Mentre i giovani italiani si interrogano se sia giunto il momento di lasciare il paese, altri cittadini si ritrovano ad essere “Disoccupati da cessione di ramo”, coniando così una nuova espressione nel vocabolario della lingua italiana con riferimento alla situazione dell’Eutelia ex Agile.

Per chi non lo sapesse, all’Agile ex Eutelia i lavoratori sono senza retribuzione da alcuni mesi e navigano a vista tra promesse del governo e speranze dei sindacati mentre fatalmente si consuma la fine del loro sogno giacché, come volevasi dimostrare, dopo le promesse del 27 il governo nulla ha fatto.
Il sogno di molti lavoratori dell’Agile ex Eutelia era simile a quello di molti loro colleghi della Videocon, dell’Alcoa o dei ricercatori dell’Ispra oggi accampati su un tetto (anche loro senza stipendio): per lo più quadri e laureati di alto profilo o operai super specializzati (comunicazione, ingegneria, economia), avevano conseguito negli anni ’90 sudate lauree con la speranza, una volta assunti, di iniziare un percorso che li avrebbe portati a dirigere comparti di business importanti oppure settori rilevanti per l’economia italiana.

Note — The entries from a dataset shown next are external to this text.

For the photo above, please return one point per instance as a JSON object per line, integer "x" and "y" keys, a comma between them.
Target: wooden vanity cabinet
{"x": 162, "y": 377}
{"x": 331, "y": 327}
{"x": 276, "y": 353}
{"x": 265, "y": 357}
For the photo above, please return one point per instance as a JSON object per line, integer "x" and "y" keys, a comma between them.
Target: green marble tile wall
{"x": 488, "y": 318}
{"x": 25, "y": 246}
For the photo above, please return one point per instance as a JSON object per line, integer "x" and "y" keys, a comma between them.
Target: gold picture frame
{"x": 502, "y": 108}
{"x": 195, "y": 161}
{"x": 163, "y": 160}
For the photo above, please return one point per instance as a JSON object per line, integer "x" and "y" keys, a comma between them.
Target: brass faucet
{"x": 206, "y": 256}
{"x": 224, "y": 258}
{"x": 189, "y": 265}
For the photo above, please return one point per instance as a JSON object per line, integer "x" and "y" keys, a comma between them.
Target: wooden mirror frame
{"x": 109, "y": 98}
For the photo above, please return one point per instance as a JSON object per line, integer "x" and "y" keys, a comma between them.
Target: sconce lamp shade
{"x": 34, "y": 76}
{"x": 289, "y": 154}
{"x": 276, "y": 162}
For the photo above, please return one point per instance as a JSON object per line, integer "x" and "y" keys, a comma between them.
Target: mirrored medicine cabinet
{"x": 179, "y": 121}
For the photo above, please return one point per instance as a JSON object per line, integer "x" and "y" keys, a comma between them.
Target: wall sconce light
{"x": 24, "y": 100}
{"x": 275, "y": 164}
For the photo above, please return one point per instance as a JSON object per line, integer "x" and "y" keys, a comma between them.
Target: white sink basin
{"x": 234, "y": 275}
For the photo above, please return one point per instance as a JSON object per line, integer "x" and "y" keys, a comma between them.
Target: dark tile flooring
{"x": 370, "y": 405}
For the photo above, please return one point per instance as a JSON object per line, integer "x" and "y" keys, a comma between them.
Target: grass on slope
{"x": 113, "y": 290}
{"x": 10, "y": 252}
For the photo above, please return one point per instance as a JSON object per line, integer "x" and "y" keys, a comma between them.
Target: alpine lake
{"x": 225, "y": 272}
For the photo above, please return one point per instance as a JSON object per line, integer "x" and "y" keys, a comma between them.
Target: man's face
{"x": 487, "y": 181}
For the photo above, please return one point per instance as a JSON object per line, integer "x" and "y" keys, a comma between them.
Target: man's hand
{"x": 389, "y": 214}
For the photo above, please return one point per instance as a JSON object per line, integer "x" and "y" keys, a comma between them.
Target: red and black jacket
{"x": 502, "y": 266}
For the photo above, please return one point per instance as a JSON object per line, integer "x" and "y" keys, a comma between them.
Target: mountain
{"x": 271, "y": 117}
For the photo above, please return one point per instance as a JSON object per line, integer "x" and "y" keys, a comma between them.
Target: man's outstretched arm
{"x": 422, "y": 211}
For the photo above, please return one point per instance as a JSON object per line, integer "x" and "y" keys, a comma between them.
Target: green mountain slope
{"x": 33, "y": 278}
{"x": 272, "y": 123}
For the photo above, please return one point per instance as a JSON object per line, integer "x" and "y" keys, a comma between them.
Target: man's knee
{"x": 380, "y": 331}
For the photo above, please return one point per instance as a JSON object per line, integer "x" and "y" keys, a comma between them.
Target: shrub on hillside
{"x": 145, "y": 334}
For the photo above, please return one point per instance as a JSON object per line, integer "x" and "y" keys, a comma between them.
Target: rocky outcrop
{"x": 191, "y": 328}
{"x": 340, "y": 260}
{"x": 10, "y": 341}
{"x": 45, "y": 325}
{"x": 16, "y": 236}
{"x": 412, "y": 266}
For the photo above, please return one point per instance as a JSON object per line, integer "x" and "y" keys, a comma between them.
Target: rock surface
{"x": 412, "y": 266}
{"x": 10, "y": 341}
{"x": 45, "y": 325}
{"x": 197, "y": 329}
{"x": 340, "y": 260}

Per tutti loro il sogno è oramai svanito.

Però, nel caso dell’Eutelia si è andati oltre: si sono minate la fiducia e le basi del funzionamento di vari istituti che concorrono alla vita delle imprese, dal mercato finanziario a quello del lavoro, fino a mettere in discussione il trattamento di fine rapporto, vanificando la speranza di individuare soluzioni concrete da parte dell’attuale Governo e degli interlocutori dei lavoratori.

Ad esempio, si è permesso che Eutelia acquistasse per un euro, da Bull Italia spa e Getronics Italia spa, oltre 64 milioni di euro in liquidità in bilanci per accantonamenti Tfr, oltre 30 milioni di euro in immobili e circa 300 milioni di euro di commesse con clienti pubblici strategici e altri incentivi fiscali e soldi in cassa per 6 milioni di euro. Eutelia acquista questi asset tramite la creazione del gruppo Eunics spa controllato al 35% da Eutelia spa della famiglia Landi e dal 65% dalla Finital (cassaforte finanziaria sempre della famiglia Landi) e i cui bilanci fino al 2007 sono ovviamente in attivo.
Si è permesso, con il silenzio della Consob, che la quota della Eunics di proprietà Fintal fosse ceduta all’Eutelia spa (Landi 1 a Landi 2) non al prezzo di un euro, bensì al valore – guarda caso – del patrimonio immobiliare della Eunics ex Geotronics e Bull. Permettendo quindi che Eutelia spa, quotata in borsa, si svuotasse del proprio patrimonio a favore dei proprietari.

Scarsa serietà, esigua speranza.
I numerosi passaggi di mano hanno trasformato questa bella di giorno, una realtà industriale italiana con oltre 220 milioni di commesse che vendeva servizi informatici di nicchia alle forze dell’ordine, alle poste italiane e a vari ministeri, in una povera fiammiferaia. Spogliata del proprio patrimonio immobiliare dalla famiglia Landi, Eutelia è stata trasformata in un contenitore vuoto per lavoratori alle prese con vetuste e vaghe procedure di concertazione come la cassa integrazione o il commissariamento (che hanno senso solo se per l’azienda esistono prospettive di sopravvivenza). Senza aggiungere che nessun nuovo piano di rilancio serio di un’azienda può nascere con un decreto di tribunale né tanto meno con l’intervento di un commissario straordinario (vedasi i casi Cit o Parmalat).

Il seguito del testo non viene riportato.